Dole had a wonderful sense of humor and loved to poke fun at himself, Lewis said.

In 1996, the year Dole ran for president, the Red Cross held its national convention in Louisville, Kentucky, and Dole greeted Lewis and other officials on one of the city’s famed riverboats.

Weeks later, the same boat flipped over in the river, Lewis said. The next time he saw Dole after that, the man running for president told him, “If that boat had capsized, it would have shortened the election.”

Dole visited Northeast Pennsylvania several times, including appearances in Scranton and Pittston, Lewis said.

After Dole lost the presidential election to Bill Clinton and retired from politics, he lived in Washington, D.C. Lewis said he saw him at several Red Cross events in the nation’s capital.

Lewis said he heard a story about the Doles from sources he trusts.

“Long after her departure from the Red Cross, they would take blankets to homeless shelters in Washington,” he said. “I heard the story many times.”
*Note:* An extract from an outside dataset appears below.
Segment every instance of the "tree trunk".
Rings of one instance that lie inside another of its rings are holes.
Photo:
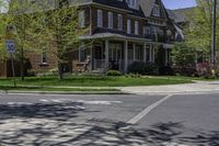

Dole’s war wounds were severe, but people did not realize that until they saw him up close and he extended his left hand to shake, Lewis said. Lewis said he last saw Dole in 2010 or 2011. Dole retained his positive spirit and self-deprecating sense of humor even as he battled health problems and advancing age, Lewis said. “He would tell jokes about getting older,” Lewis said. “He was very friendly, just the same as he always was.”